Interfaith Insight - 2023
Permanent link for A Christian perspective on the Jewish Yom Kippur by Douglas Kindschi, Director, Kaufman Interfaith Institute on September 18, 2023
Rosh Hashanah, the Jewish New Year is the first of the High Holy Days. Nine days later comes a day of fasting rather than feasting. Yom Kippur means Day of Atonement and is the time to look back, pray, repent and seek to change. Jonathan Sacks, the former chief rabbi in Great Britain, in a blog suggests that it is the time we ask the deepest questions about our lives: Who are we? How shall we live?
Such acts of repentance assume that we can, in fact, change. Sacks asks, “Where did Western civilization get the idea that people can change? It is not an obvious idea. Many great cultures have simply not thought in these terms. The Greeks, for instance, believed that we are what we are, and we cannot change what we are. They believed that character is destiny, and the character itself is something we are born with.”
Stories of change, however, are to be found throughout the Abrahamic religions. The story of Noah in Hebrew Scripture tells of the warning to the city of Nineveh that it will be destroyed, yet because of repentance, the city is spared. The prophet Ezekiel cries out, “Thus says the Lord God: Repent and turn away from your idols; and turn away your faces from all your abominations” (Ezekiel 14:6). Likewise the prophet Joel calls out, "Rend your hearts, and not your garments. Return to the Lord, your God, for he is slow to anger and abounding in steadfast love" (Joel 2:13).

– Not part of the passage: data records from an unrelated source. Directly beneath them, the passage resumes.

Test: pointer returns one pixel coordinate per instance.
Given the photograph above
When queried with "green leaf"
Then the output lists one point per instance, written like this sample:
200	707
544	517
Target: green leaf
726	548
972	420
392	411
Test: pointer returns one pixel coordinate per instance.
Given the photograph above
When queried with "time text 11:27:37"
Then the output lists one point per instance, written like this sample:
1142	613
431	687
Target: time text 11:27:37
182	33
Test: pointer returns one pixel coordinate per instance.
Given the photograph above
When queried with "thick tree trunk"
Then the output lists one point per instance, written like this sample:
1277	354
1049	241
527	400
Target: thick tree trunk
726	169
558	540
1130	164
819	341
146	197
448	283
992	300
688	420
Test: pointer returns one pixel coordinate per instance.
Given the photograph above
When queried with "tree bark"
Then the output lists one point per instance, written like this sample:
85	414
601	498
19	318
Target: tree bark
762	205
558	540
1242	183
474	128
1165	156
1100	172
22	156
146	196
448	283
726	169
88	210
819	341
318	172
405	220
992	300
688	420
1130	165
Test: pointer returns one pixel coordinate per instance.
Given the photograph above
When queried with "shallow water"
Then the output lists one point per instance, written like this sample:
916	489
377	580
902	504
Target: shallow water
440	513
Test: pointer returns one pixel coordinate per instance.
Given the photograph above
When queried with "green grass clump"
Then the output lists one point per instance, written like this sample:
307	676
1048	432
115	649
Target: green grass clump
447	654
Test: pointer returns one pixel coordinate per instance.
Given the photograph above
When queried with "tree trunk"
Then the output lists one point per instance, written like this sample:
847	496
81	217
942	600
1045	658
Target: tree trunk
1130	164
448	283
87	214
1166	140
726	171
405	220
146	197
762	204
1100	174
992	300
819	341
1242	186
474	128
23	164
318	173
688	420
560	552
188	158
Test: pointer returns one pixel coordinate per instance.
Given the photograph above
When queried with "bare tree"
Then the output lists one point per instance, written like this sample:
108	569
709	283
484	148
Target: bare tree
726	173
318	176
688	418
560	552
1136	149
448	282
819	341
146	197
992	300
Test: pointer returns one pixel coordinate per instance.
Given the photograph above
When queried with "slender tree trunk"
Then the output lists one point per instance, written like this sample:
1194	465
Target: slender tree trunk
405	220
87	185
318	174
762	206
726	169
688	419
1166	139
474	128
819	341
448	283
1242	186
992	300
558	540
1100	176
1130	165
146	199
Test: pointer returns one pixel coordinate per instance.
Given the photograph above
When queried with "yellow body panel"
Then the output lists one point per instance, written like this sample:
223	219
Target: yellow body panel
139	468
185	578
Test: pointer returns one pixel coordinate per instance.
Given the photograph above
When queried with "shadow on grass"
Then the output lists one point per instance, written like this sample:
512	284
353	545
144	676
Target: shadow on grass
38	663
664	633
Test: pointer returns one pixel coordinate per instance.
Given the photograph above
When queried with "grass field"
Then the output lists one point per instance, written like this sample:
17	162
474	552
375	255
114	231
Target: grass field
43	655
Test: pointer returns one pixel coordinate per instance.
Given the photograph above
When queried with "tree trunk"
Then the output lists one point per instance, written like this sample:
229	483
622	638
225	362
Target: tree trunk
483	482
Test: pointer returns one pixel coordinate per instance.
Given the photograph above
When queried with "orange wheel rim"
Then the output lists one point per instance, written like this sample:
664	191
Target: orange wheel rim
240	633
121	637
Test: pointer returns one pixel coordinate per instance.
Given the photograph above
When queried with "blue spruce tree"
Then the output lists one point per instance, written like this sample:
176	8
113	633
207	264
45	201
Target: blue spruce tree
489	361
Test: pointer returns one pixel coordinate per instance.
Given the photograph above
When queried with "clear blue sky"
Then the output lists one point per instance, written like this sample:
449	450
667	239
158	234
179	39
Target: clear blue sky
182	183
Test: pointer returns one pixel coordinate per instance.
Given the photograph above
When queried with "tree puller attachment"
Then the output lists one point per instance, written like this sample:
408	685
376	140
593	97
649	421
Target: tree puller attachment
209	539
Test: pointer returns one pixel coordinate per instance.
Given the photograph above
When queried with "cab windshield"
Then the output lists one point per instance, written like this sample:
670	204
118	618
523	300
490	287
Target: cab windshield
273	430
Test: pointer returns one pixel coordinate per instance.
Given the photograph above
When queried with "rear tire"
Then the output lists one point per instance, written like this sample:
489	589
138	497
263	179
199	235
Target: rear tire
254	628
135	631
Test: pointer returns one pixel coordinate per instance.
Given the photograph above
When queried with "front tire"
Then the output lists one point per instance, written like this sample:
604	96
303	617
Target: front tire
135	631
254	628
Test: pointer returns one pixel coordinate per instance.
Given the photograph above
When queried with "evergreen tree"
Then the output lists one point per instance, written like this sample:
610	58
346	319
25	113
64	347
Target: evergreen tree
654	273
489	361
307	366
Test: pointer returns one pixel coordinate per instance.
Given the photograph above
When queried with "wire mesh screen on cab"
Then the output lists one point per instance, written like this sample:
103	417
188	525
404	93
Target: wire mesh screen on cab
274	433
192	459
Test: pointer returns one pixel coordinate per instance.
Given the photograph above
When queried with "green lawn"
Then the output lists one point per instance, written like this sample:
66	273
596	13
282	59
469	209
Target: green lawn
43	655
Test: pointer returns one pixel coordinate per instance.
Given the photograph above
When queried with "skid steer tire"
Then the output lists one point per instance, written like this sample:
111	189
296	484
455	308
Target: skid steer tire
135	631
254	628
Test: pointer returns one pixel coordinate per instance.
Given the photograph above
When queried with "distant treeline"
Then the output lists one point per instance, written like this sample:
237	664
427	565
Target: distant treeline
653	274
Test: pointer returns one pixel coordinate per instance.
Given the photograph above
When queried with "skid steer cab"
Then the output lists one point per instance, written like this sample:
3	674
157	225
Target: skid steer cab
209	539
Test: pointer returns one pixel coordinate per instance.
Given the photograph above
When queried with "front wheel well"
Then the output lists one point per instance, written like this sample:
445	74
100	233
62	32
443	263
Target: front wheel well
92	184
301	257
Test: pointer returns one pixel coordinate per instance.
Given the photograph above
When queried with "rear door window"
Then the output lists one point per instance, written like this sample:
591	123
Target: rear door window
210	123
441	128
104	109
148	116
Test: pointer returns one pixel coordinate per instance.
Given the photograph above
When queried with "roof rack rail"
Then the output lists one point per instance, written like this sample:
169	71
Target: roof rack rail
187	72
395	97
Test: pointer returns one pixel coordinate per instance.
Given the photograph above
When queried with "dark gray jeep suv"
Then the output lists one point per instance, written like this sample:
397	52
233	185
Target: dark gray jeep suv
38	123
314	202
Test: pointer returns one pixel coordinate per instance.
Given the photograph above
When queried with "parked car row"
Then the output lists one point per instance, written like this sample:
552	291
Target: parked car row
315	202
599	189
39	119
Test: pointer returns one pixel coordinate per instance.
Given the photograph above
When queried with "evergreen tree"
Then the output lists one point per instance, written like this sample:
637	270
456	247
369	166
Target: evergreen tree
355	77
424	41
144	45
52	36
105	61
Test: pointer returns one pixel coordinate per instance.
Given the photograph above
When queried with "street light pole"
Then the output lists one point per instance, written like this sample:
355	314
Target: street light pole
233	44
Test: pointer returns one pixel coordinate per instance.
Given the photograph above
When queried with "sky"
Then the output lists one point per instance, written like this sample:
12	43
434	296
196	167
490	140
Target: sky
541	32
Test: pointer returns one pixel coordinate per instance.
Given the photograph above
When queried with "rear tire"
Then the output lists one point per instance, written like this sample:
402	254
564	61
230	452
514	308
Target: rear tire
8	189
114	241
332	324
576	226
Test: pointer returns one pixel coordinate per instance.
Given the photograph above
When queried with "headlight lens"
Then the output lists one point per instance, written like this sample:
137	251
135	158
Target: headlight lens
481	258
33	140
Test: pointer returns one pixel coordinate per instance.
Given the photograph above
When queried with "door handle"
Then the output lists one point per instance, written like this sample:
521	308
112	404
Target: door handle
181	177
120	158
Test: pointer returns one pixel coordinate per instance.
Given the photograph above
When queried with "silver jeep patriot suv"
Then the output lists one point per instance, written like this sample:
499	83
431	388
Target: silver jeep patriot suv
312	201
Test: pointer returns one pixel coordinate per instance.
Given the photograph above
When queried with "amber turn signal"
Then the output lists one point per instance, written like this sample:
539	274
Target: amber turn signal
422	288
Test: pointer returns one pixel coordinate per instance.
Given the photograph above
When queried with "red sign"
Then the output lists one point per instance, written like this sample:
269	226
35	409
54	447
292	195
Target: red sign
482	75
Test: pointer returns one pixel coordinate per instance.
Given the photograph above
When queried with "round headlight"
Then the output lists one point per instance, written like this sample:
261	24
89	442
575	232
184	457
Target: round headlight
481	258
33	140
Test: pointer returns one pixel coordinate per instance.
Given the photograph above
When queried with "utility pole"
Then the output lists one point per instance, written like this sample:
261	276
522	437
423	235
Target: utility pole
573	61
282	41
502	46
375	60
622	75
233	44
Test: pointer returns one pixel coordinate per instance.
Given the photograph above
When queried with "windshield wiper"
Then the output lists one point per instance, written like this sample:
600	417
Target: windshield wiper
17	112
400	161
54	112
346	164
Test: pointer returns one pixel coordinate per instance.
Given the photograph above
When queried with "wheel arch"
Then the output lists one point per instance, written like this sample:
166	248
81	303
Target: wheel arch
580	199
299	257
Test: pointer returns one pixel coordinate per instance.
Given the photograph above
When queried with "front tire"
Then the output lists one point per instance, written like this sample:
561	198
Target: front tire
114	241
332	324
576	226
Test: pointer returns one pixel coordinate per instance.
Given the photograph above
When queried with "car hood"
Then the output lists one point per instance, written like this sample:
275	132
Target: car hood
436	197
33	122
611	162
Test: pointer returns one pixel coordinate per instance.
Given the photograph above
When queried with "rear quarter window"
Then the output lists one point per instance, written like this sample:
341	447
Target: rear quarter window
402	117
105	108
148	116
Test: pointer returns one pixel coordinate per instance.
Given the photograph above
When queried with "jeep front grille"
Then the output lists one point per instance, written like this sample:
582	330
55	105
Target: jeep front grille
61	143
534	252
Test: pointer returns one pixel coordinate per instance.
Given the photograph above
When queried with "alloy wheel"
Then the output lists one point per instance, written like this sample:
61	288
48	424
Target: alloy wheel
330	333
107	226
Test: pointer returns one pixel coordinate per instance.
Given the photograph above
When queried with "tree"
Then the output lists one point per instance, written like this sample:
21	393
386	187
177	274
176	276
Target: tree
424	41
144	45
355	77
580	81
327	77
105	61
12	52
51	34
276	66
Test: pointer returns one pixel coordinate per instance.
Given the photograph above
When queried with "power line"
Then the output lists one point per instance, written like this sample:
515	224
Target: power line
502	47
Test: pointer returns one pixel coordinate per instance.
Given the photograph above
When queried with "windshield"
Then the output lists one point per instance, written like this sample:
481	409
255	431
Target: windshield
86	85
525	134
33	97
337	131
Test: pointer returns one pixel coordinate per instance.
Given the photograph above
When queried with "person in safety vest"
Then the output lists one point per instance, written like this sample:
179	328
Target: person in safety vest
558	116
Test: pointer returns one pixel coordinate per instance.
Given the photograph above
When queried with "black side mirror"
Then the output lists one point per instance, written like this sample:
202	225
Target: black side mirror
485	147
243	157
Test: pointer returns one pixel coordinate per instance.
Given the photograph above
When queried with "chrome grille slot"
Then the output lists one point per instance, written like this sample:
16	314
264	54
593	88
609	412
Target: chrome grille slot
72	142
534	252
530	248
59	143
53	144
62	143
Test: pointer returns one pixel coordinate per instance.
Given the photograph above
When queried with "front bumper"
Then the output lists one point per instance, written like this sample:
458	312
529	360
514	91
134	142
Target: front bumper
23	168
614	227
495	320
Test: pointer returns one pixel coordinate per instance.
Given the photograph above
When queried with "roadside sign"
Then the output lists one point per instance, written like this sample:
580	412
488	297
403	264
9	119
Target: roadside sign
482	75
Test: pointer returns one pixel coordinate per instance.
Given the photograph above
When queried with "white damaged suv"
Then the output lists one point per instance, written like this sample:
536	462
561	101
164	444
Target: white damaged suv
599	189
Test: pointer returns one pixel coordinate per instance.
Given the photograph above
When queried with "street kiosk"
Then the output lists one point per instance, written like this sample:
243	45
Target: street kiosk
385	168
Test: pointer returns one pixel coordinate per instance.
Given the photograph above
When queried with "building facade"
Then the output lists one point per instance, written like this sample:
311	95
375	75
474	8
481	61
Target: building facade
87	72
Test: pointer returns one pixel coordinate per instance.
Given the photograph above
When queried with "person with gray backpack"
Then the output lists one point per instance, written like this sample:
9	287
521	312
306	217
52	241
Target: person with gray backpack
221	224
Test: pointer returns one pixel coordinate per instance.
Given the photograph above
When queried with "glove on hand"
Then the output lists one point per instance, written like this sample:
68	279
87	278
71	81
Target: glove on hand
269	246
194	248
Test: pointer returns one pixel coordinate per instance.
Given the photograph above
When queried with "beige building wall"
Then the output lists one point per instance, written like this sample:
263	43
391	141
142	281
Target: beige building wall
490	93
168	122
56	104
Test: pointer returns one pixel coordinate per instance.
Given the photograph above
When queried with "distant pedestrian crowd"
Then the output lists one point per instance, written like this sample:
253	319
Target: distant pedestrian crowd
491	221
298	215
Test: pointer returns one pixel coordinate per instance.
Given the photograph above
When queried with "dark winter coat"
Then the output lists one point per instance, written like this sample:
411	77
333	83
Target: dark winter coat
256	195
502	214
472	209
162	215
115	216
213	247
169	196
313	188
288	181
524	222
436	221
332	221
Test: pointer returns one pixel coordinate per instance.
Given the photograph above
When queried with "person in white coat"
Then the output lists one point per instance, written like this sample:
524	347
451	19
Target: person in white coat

In this same prophetic tradition we read in the first book of the Christian New Testament about John the Baptist, who came preaching repentance in the wilderness of Judea. In the next chapter when Jesus hears of John’s imprisonment he picks up the theme, “Repent, for the kingdom of heaven is at hand” (Matthew 4:1). No wonder that these two Jewish figures would sound the repentance theme. In similar fashion the apostle Peter preached repentance as did Paul.
In what is perhaps the best known of Jesus’ parables, the prodigal son asks for his inheritance and leaves his family only to come to the realization that he must repent, change his ways and seek to return to his waiting father.
We have the power to change our ways. It is this ability to make a decision, to decide to act differently that is critical to the concept of repentance. Even today there are those who argue that our character and actions are completely determined by our genes, by our DNA. They say that choice and free will are just illusions. Our religious traditions, however, remind us that we have the opportunity to choose, to repent, to live a better life.
In this season of Yom Kippur, no matter what our religious tradition, let us take time to examine our lives, repent, and then act in ways we know to be right.